Tonya Lemoh was born in Sydney, Australia. She began playing the piano at five years old and subsequently studied in Tasmania, London and Sierra Leone. At seventeen she entered the Sydney Conservatorium of Music. She has gained degrees from the University of Cincinnati, and the Royal Aarhus Conservatorium. She was staff accompanist at the Boston Conservatory between 1999 and 2001. After winning many awards she became a member of the piano faculty at the University of Copenhagen. As a pianist she has toured widely, playing concertos and giving chamber music concerts and solo recitals. Her recordings include works by Chopin, Liszt, Charles Griffes and Alberto Ginastera on ClassicO. Lemoh’s Chandos disc featuring the music of Joseph Marx was acclaimed by reviewers. For Dacapo she has recorded a selection of the piano music of Danish composer, Svend Erik Tarp.
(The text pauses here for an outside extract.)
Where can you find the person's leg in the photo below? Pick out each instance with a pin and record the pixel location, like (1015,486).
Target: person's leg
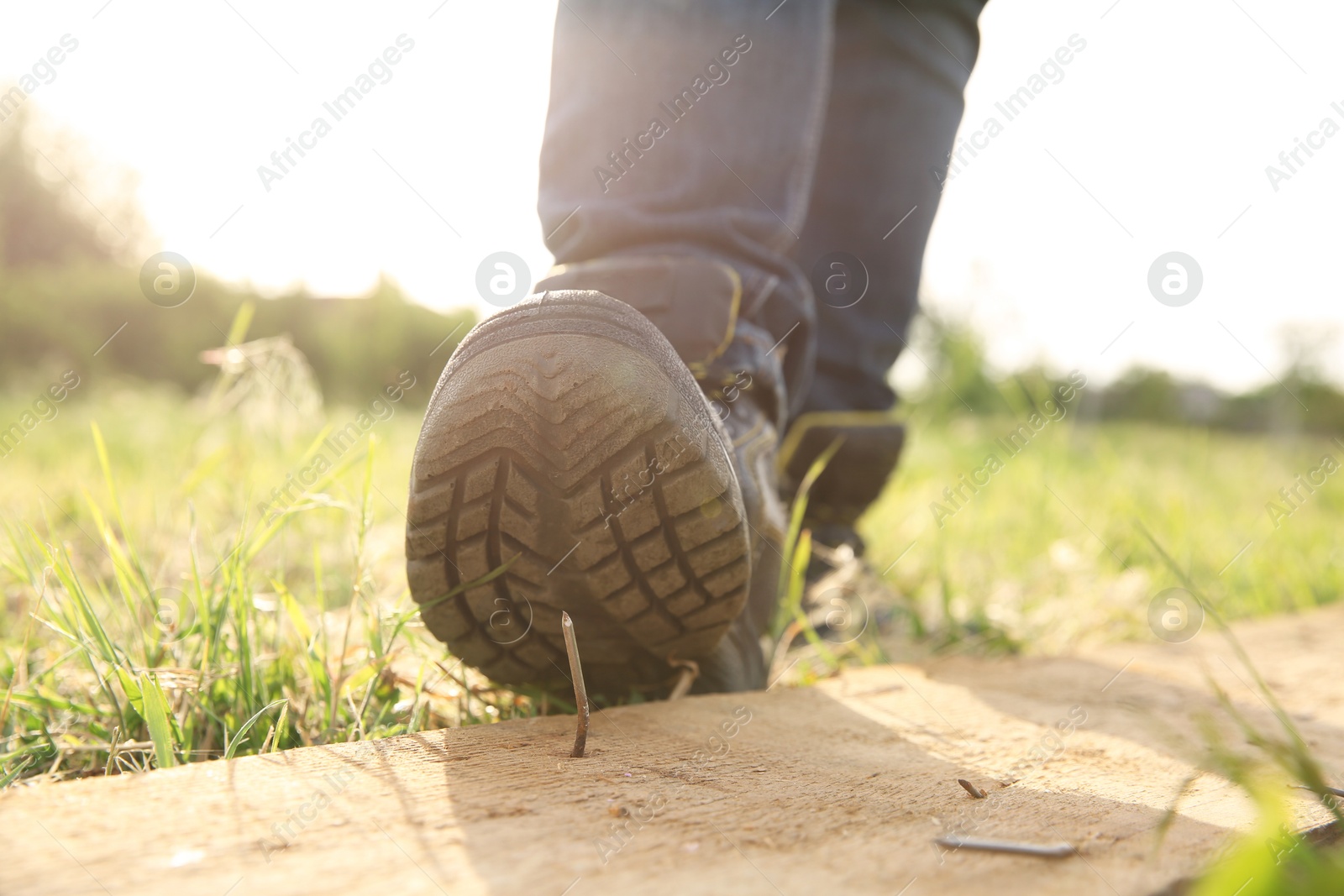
(894,109)
(627,465)
(678,164)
Cathrine Penderup was also an early starter on the piano, beginning her studies aged six under Marie-Louise Ussing. She has won a string of prizes at various music competitions and festivals, including the Berlingske Music Competition, at the Academy of Music in Copenhagen and the Elsinore Music Festival. She has given recitals across Europe and Australia. Her wide-ranging repertoire includes Haydn, Messiaen and Langgaard. Recently she released albums on Danacord of featuring music by Danish Women composers and also the complete piano works of Emil Hartmann (DACOCD744-745 - review pending).
I enjoyed this CD of works for four hands on one piano. Each piece is beautifully played and skilfully interpreted. The sound quality is excellent as is to be expected from Danacord and the liner-notes give a good introduction to each work. I look forward to hearing this talented duo in the future.